Spadam ogladac mecze bo niedlugo sie zaczynaja.pozdro rozsadni ludzie i mniej rozsadni tez ;)
pauleta19
Bo już nie mam sił na Giroud... Praktycznie co mecz to samo - padaka!
@Damian20
"z reszta czy to wazne ze z tych 4 kontuzjowanych nazych zawodnikow tylko Ramsey byl w mega formie Walcott tez nic nadzwyczajnego nie prezentowal Wilshere wsumie przseplatal mecze dobry zly a Ozil hmm zagral 3 mecze na poziomie"
Prowokacja czy głupota?
Damian20
Z Walcottem to niezłą głupotę walnąłeś...
turysta,
Super zawodnik, ale pierwszy raz o nim usłyszałem właśnie teraz.
Nie no nie mam pojęcia co to za gracz, ale statystyki kręci dobre, no i to młody brazol, więc pewnie talent posiada :) Nie wiem jakie kwoty chodzą, ale uważam, że jak wydacie na niego do 13 mln to możecie świetnego deal'a zrobić. Bo to może być takie znalezienie dobrego gracza, za niską kwotę, którego wartość wzrośnie tak ze sezon czy dwa.
jak dla mnie kontrolowaliśmy prawie cały mecz. Tylko na początku II połowy Spurs przycisnęło i pod koniec meczu. Inne akcje zostały rozbijane na 20 metrze.

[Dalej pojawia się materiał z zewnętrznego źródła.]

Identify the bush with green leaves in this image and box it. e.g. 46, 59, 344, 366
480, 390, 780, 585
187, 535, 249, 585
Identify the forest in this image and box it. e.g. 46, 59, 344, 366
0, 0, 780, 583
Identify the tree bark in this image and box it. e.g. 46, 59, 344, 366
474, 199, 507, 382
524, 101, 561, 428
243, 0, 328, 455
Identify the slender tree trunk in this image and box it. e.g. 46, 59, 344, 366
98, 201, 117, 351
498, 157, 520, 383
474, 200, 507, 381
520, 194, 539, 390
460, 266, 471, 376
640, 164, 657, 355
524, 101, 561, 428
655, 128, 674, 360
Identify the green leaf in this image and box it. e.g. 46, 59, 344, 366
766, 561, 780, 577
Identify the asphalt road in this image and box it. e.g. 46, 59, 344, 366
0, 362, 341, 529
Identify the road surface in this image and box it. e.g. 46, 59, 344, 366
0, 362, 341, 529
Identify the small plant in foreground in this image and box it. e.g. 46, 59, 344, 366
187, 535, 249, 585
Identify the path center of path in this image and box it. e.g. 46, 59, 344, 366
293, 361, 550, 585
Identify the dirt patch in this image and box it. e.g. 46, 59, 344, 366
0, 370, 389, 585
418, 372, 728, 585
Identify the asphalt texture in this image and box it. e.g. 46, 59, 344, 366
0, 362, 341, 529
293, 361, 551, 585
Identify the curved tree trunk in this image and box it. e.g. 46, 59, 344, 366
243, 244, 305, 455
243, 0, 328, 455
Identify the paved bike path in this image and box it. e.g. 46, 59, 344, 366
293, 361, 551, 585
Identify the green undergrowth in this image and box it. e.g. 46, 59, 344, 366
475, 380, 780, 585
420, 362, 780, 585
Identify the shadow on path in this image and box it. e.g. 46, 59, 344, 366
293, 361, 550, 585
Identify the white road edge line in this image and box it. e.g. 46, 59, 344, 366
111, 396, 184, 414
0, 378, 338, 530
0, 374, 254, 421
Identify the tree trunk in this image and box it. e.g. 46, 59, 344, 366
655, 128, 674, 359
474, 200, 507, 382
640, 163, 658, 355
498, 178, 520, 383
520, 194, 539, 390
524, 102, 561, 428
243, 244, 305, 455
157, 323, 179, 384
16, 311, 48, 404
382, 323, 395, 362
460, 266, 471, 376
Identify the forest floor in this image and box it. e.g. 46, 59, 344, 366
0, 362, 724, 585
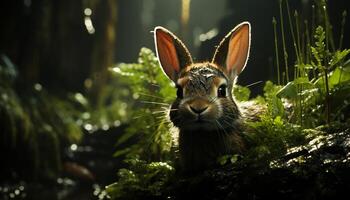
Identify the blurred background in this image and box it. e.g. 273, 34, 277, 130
0, 0, 350, 199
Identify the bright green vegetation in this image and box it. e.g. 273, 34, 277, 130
106, 1, 350, 199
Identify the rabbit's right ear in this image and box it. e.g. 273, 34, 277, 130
154, 26, 192, 82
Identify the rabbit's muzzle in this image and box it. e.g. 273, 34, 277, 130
170, 96, 221, 131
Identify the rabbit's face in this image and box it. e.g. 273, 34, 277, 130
170, 63, 239, 130
154, 22, 250, 132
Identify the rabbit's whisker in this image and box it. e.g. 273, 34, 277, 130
140, 101, 170, 106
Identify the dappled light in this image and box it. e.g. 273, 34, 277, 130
0, 0, 350, 200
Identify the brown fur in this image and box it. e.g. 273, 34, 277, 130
154, 22, 250, 171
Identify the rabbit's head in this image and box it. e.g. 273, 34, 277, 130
154, 22, 250, 132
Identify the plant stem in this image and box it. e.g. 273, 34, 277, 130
272, 17, 281, 85
280, 0, 289, 82
339, 10, 347, 50
286, 0, 300, 64
324, 67, 331, 125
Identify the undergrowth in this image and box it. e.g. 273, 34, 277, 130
102, 1, 350, 199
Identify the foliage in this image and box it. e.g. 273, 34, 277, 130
106, 1, 350, 199
113, 48, 175, 160
106, 159, 175, 199
0, 56, 82, 178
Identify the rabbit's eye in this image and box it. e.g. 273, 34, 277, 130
176, 85, 184, 99
218, 84, 227, 97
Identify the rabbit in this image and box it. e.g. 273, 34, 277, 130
153, 22, 251, 171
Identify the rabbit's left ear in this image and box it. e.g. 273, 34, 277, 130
212, 22, 250, 80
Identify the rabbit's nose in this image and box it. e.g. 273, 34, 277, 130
190, 106, 209, 114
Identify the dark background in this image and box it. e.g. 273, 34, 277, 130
0, 0, 349, 97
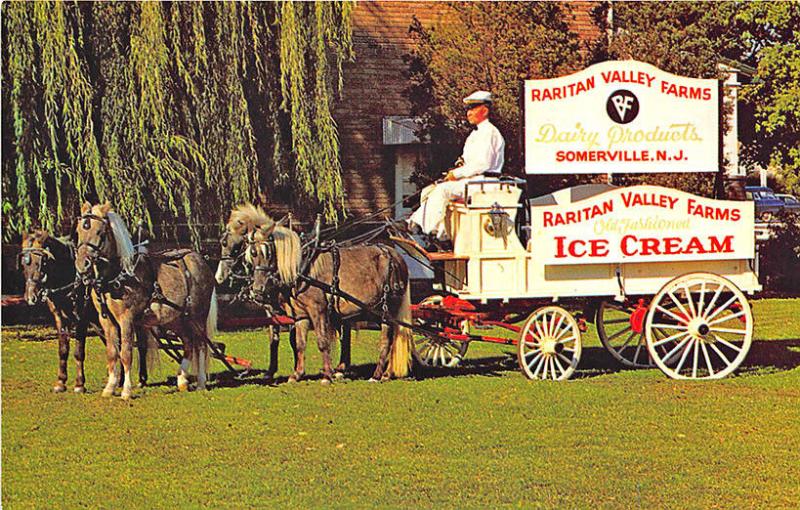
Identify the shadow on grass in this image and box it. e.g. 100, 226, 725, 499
198, 339, 800, 389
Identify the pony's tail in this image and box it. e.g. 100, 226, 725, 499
190, 288, 218, 379
389, 284, 413, 377
144, 328, 161, 374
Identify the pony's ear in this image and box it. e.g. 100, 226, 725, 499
259, 222, 277, 237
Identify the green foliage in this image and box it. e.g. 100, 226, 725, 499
737, 2, 800, 194
406, 2, 581, 183
595, 2, 800, 193
2, 1, 352, 241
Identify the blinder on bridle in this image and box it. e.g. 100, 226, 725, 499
77, 213, 109, 261
17, 247, 55, 271
247, 234, 280, 294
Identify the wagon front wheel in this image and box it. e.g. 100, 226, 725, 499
645, 273, 753, 379
517, 306, 581, 381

KFC bez pomysłu na grę tylko wrzucali piłkę w pole karne.
Kanyeast
Chcialbym widziec jak cisnoles pewnie po Chelsea jak grali taki football a powiem wiecej to nie jest pierwszy taki mecz Arsenalu :) dy gramy 6 obroncami:) Mow co chcesz ja wyrazam swoja opinie tak jak i ty swoja po meczu z Chelsea okaze sie kto mial racje bo mysle ze po tym meczu juz bedzie wiadomo :)

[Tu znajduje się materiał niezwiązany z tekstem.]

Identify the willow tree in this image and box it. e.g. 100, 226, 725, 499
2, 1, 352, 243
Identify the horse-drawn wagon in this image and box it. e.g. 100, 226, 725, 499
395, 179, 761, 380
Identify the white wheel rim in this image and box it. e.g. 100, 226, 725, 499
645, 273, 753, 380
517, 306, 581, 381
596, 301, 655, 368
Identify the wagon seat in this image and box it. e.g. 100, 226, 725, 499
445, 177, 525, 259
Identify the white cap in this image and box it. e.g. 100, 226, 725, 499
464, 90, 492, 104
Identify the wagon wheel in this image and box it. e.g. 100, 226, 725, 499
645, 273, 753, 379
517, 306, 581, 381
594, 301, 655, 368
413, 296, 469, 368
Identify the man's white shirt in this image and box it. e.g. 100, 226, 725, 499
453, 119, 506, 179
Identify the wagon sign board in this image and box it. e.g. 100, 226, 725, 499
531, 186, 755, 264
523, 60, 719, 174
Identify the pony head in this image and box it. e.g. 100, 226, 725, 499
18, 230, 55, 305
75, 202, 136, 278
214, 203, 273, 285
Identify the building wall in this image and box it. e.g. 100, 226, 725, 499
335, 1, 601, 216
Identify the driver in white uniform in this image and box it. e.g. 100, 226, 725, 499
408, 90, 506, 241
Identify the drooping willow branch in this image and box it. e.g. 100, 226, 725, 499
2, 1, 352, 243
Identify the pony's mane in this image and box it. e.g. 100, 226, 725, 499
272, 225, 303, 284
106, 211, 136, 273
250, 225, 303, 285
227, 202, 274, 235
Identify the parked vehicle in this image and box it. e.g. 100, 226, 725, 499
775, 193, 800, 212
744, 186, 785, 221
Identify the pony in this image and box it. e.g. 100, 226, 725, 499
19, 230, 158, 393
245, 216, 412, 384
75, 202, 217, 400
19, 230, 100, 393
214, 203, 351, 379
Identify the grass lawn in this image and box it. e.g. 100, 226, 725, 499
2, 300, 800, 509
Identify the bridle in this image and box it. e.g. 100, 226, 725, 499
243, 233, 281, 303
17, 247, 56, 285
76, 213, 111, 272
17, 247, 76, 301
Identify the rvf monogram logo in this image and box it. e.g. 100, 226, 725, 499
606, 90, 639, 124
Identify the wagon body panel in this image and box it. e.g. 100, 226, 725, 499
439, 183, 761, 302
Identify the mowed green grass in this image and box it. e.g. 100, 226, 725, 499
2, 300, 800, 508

@Turysta, nawet niezły grajek, ale nie wiadomo jak się sprawdzi na najwyższym poziomie, czyli w PL. Jak się zakwalifikujecie do LM to będziecie w lepszych przebierać.
kamo99111, dziecinne te twoje komentarze. Płaczesz chociaż nie masz powodu, bo wygraliśmy. Wyzywasz własnych piłkarzy od kłód i alfonsów. Idź się poskarżyć mamie, że Arsenal nie wygrał 5-0.
Kanyeast
A jeszcze niedawno wszyscy narzekali na Ozila, a dzisiaj wszyscy gadają, że nie możemy inaczej grać bo nie ma Ozila
lol
DexteR_000
Dużo cie nie ominęło...
Qarol
Otóż to! Dokładnie o to mi chodzi...
kamo99111, jesteśmy happy bo Arsenal wygrał. Wenger naprawdę rzadko pozwala rywalom na przejęcie inicjatywy, ale widocznie miał swoje powody. Z resztą w poprzednim spotkaniu z Tottenhamem w FA Cup zagraliśmy również z kontry i skończyło się na 2-0. Dziś stworzyliśmy sobie lepsze sytuacje od Tottenhamu, byliśmy skuteczniejsi i zasłużenie wygraliśmy.
z reszta czy to wazne ze z tych 4 kontuzjowanych nazych zawodnikow tylko Ramsey byl w mega formie Walcott tez nic nadzwyczajnego nie prezentowal Wilshere wsumie przseplatal mecze dobry zly a Ozil hmm zagral 3 mecze na poziomie
kamo, damian.
jesteście trolle i tyle. siły na was nie mam. co do wieku to miałem na mysli dojrzałość a nie metryke. o futbolu niewiele wiesz i jeszcze mniej rozumiesz. zarzucanie Wengerowi, ze dzisiejszy mecz wygralismy w takim stylu jest jakims absurdem. co innego gdybysmy mieli na boisku Walcotta, Ramseya i Ozila. Nie wiecie co mowicie.
Kurde nie zdążyłem na mecz , ale wynik dobry ! No i strata pkt Chelsea. Jedziem.
turysta
dobry, ale czy wystarczająco dobry na LFC?
anty_pzpn_
Chodziło mi o to, że Gorzej od dzisiejszego Giroud nie da się zagrać... I wolę popatrzeć na młodego Sanogo aniżeli na tego alfonsa patałacha...
Spacja nie weszła.
Mieliśmy farta przy naszej grze w drugiej połowie i to jest fakt. Dziwicie się jak komuś może nie odpowiadać styl, że jeden błąd i byłby ogólny płacz? Dzisiaj sie oplacilo, a co bedzie jak kiedys nie utrzymamy 1-0?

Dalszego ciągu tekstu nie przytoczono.